Prayer For Our Divided Community

Professors and students gathered to pray for healing in the LGBTQ community and SPU’s community as a whole

Mary Bruggeman, Staff Writer

Chaplin Lisa talks to attendees over zoom, those who participated were given the option to go on a walk around campus while they listened. (Marissa Lordahl)

“Rainbow Christ, you embody all the colors of the world. Rainbows serve as bridges between different realms: heaven and earth, east and west, queer and non-queer,” Assistant Professor of Music Education, Christopher Hanson, read at a prayer walk on May 6.

33 professors and students gathered on Zoom and in Tiffany Loop on Thursday to pray over the hardships facing the LGBTQ+ community on the National Day of Prayer. Attendees were encouraged to listen to the prayer while walking around campus.

During the prayer, some people walked a chalk arrow path drawn around campus starting at Tiffany loop, while others walked on their own off campus.

Chaplin Lisa Ishihara opened the gathering by describing the progress SPU has made this past year towards more understanding, but she said this work must continue.

“There is still good communal hard work to be done wherever all of this lands,” Ishihara said. “But let us continue to meet together and continue to lean into each other.”

Education Librarian Cynthia Strong and Student Financial Services Counselor Emily Huff read a prayer that repented the fear and conflict that people have created.

The route for the prayer walk was outlined in chalk around campus. (Marissa Lordahl)

“We need you [God], for in our diversity we reflect the divinity of the creator,” was repeated several times throughout the prayer.

Associate Professor of Old Testament Theology Bo Lim pointed out that God is the God of minority groups through his prayer.

“God of the social-political minority, God of the economic minority, God of the ethnic minority, and God of the sexual minority, we come to you today seeking your presence, seeking your love, seeking your justice, seeking your deliverance, and seeking your help,” Lim said. “Your word says that you desire to have all people worship you. Your word says that you gather people who are considered outcasts.”

The event focused on the value of all people, especially those in minority groups.

Huff, one of the event planners, said that this was intentional. She said that because of the recent events, she wanted to be really sensitive about who was chosen to speak during the prayer time.

“We tried to bring different voices together,” she said. “I also wanted to be really careful and honoring of people in the LGBTQ community because many of them expressed some concerns to a couple people in our group about how they’ve been hurt by the church. So, we wanted to be really mindful of who we asked [to speak].”

Provost Laura Hartley, Professor Patrick McDonald and Professor Jeffrey Overstreet listened to the zoom while they did the prayer walk, stopping at various points around campus. (Marissa Lordahl)

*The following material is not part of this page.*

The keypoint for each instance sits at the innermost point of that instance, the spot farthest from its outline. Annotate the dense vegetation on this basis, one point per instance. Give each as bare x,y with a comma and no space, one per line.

Another person who prayed during the event, SOT Lilly Grants Budget Assistant Levi Clum, read, “God of Peace, we lift up our LGBTQ siblings. We ask that you sooth the wounds of pain, depression, trauma, and suicide caused by the actions of the church and society.”

The prayers focused on repentance and acknowledgement of the struggles of other people in the SPU community.

Chemistry Lab Coordinator and member of the Repentance and Reconciliation Subcommittee, Kristi Holt was another organizer of the event. She explained why the prayer time had such significance for her.

“What was so special about this space is that it felt like the right time and a safe place for me personally to come out to the larger SPU community,” Holt said.

Holt and Hanson represented the queer voices at the event.

“I was blessed to be able to do that with Chris [Hanson] by my side so that we weren’t alone in representing the very real voice of a people invested in the SPU community who are faithful Christians and identify as queer,” Holt said.

Holt prayed a personal prayer and Hanson read the Rainbow Christ Prayer, a prayer connecting God to what each of the colors of the rainbow represents.

Huff pointed out that there has been a lot of conflict on campus the past few months and that’s why the prayer time was so important.

“We all can agree no matter where people land that SPU needs help,” she said.

Huff was encouraged by the event but said that prayer and gathering to discuss current issues needs to continue.

“This is just one little seed, right? Like I don’t feel like ‘oh good we’re done’ at all. What I recognize is that this is just one part.”